No Conflict of interest.

References

  1. Beverly Hoeffer, Joanne Rader, Sloane PD, Mitchell CM, McKenzie DA, et al. (2004) Effect of person-centered showering and the towel bath on bathing associated aggression, agitation and discomfort of Nursing Home Residents with Dementia; A Randomized controlled Trial. J Am Geriatr Soc 52(11): 1795-1804.
  2. Gallagher M, Long CO (2011) Advanced dementia Care: demystifying behaviors, addressing pain, and maximizing comfort. Journal of Hospice and Palliative Nursing 13(2): 70-78.
  3. Cohen Mansfield J (2001) Nonpharmacologic Interventions for Inappropriate behaviors in Dementia. Am J Geriatr Psychiatry 9(4): 361-381.
  4. Gallagher M, Hall G (2014) Evidenced based practice guidelines-bathing persons with Alzheimer’s disease and related dementias: clinical implications. Journal of Gerontological Nursing 40(2): 14-20.
  5. Alzheimer's Disease Education & Referral Center (2011) Alzheimer's Disease Fact sheet. Silver Spring: National Institute on Aging, USA.

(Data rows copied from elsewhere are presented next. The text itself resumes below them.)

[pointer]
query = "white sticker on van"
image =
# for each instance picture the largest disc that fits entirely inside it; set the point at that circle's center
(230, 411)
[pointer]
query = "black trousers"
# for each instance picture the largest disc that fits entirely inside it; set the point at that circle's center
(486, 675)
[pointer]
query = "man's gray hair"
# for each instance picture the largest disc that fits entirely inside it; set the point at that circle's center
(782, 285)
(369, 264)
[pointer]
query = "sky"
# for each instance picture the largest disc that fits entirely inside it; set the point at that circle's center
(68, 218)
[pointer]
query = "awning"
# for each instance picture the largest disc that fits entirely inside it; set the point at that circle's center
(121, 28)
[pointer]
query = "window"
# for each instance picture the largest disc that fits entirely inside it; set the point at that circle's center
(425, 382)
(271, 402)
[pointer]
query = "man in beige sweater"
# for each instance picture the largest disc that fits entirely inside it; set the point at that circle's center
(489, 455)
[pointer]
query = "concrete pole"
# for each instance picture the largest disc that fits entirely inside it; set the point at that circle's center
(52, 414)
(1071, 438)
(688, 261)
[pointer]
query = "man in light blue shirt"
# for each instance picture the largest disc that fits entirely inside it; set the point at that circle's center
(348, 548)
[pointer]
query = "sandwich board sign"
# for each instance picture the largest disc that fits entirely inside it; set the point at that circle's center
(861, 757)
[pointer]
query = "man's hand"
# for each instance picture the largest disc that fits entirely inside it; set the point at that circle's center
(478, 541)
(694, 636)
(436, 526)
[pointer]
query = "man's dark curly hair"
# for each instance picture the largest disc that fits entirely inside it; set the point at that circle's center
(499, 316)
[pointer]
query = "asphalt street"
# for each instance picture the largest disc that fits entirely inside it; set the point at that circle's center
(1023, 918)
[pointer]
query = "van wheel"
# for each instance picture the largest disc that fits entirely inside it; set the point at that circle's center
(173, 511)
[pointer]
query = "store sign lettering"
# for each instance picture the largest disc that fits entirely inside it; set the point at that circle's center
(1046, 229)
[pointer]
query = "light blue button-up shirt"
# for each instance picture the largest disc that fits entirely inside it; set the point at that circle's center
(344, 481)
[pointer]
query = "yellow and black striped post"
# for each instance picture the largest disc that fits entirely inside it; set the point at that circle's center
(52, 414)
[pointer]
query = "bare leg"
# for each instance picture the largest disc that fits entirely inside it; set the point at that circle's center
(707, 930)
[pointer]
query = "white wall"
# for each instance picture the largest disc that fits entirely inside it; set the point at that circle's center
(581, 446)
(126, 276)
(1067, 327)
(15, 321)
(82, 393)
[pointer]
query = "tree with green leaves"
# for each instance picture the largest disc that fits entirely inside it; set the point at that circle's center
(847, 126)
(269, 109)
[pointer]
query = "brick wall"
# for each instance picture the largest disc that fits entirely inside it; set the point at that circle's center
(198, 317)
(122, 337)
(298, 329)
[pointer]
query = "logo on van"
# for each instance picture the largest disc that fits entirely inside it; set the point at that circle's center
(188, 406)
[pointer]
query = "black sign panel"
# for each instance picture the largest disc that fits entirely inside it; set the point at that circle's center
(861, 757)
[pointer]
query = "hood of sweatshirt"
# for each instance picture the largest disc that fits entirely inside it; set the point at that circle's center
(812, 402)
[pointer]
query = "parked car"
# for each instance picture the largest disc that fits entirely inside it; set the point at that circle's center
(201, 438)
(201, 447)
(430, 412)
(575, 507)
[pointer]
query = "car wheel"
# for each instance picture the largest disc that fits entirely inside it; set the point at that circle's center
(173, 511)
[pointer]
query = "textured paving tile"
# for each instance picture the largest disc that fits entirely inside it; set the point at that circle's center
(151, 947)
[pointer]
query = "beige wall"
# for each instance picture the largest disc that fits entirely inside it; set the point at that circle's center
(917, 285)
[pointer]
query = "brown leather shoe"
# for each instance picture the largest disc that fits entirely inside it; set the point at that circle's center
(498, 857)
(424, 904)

  6. Bharucha AJ, Rosen J, Mulsant BH, Pollock BG (2002) Assessment of Behavioural and Psychological Symptoms of Dementia. Primary Psychiatry 797-802.
  7. (2013) American Society of Consultant Pharmacists. Antipsychotic Medication Use in Nursing Facility Residents, USA.
  8. Abi V Rayner, O Brien JG, Schoenbachler B (2006) Behavior Disorders of Dementia: Recognition and Treatment. Am Fam Physician 73(4): 647-652.